Hong Kong has the tools to be a leading knowledge economy

 In Economic Development & Economy

Alan Lung says Hong Kong has all the necessary tools to become a leading 21st-century knowledge economy. All that’s lacking is the imagination to strike out, and the realisation that it’s possible.


While there is a general consensus that Hong Kong needs to diversify from its heavy reliance on financial services and property, more discussion is needed on how to move forward. Certainly, there is no lack of entrepreneurism here.


Hong Kong has to look more closely at its long-term economic survival. The task is not straightforward. The city cannot rely on policies handed down from Beijing; they may not work in our free market economy. And, now the British are gone, it is not politically correct to copy the UK model, either.


To come up with our own answers, we need a good understanding of the economic transformation of the OECD countries. Then, we need to devise a strategy, and find support from the public and Legislative Council to make things happen.


The Organisation for Economic Co-operation and Development acknowledges the link between a knowledge-based economy and the creation of high-wage and high-quality jobs. This knowledge-based development strategy, however, seems to lie in the “I don’t know that I know” portion of Hong Kong’s collective intelligence. Hong Kong doesn’t seem to recognise its own potential and has so far failed to find a strategy for economic diversification and the creation of high-end jobs expected by the younger generation.

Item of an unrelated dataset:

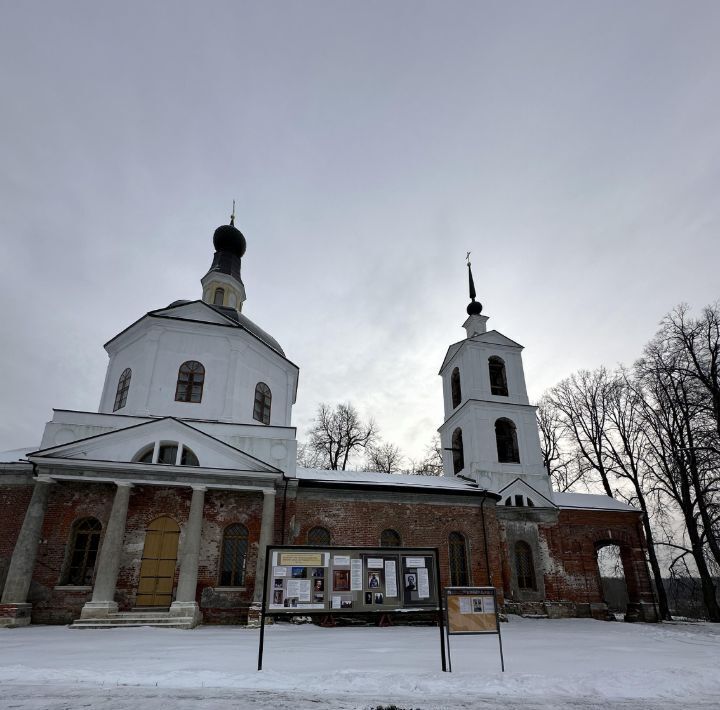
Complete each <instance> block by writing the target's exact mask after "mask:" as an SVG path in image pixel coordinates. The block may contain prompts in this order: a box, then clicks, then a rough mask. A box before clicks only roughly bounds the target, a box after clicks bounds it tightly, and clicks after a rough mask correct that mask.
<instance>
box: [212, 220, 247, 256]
mask: <svg viewBox="0 0 720 710" xmlns="http://www.w3.org/2000/svg"><path fill="white" fill-rule="evenodd" d="M213 246H214V247H215V251H225V252H230V253H231V254H235V255H236V256H242V255H243V254H244V253H245V250H246V249H247V242H246V241H245V237H243V235H242V232H241V231H240V230H239V229H237V228H236V227H234V226H233V225H232V224H223V225H222V226H220V227H218V228H217V229H216V230H215V234H213Z"/></svg>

Hong Kong has always been about free trade, a good legal system, and a strong belief in the free market principle. We have thrived on new ways of thinking and doing things. We have all the basic conditions needed to make things happen, yet we don’t recognise that we are already a developed economy, and that the game-changing opportunity must be based on innovation, not suspicion of the unknown, indecision and inactivity.


A knowledge-based economy is not just about research and development, and the pursuit of knowledge in universities. It is also about making money.


Policymakers should note that South Korea has formally abandoned the “catch-up” mentality and is thinking of itself as a global leader of development. To achieve this, Seoul has decided it should not rely on the chaebols, the large family-owned conglomerates, for further economic development. Instead, it is trying to strengthen the innovative capacity of its small and medium-sized enterprises.


Hong Kong started as a trading port and later became Asia’s financial centre. It is probably more international than Korea and we should remember that generating economic growth through knowledge- intensive businesses is what Silicon Valley is about. The shining Asian example of this mode of development is Taiwan. This strategy of trying to put innovative SMEs at the centre of the “new economy” has been adopted by many OECD countries.


Hong Kong’s Economic Development Commission, established recently by the government, will probably come up with a new policy to support SMEs. But a strategy of picking and predicting winners and supporting certain industrial sectors at the expense of others is not feasible. The key to success has to be across-the-board support for knowledge-intensive SMEs, including those in the service sector, given that they are the source of many innovative ideas and development capacity for other sectors of the economy.


The fundamental conditions to build a knowledge-based economy are already here. We don’t need a miracle to make things happen; some clear-headed thinking and small policy adjustments will do the job.


Hong Kong prides itself on being a rules-based society that provides a level playing field. Investing more in education, in science and technology, an innovation ecosystem, and support for young entrepreneurs are all part of an intellectually sound and politically defensible economic development strategy.


We would be wise not to try to duplicate what the mainland and the rest of the world are already doing. Rather, we should focus on our niche – international connections, the last 10 per cent of research and development, commercialisation and the Closer Economic Partnership Arrangement (Cepa) with mainland China. We can offer a platform for the mainland to “go out” and international enterprises to “go in”, provide the service capacity for Chinese enterprises and focus on commercialisation. These are all sound strategies.


This month marks the 10th anniversary of the signing of Cepa, an appropriate moment to consider an upgraded strategy. A renewed focus on innovation and technology co-operation between the mainland, Hong Kong and Europe will benefit all. Hong Kong needs to: develop and utilise the skills required to strengthen its SMEs’ capacity to innovate; realign and co-ordinate R&D spending; think internationally; and, see itself as a leader not a follower in regional development.


The government must be prepared to lead, soliciting support from the business community, the public and lawmakers, with a focus on implementation, accountability and good governance. This will ensure economic development brings benefits to the younger generation sooner rather than later.



Alan Lung Ka Lun (龍家麟)

Director of Asia Pacific Intellectual Capital Centre and Chairman of Hong Kong Democratic Foundation (亞太知識資本中心董事及香港民主促進會主席)

24 June 2013



The above article was published in South China Morning Post’s INSIGHT Page on 24 June 2013.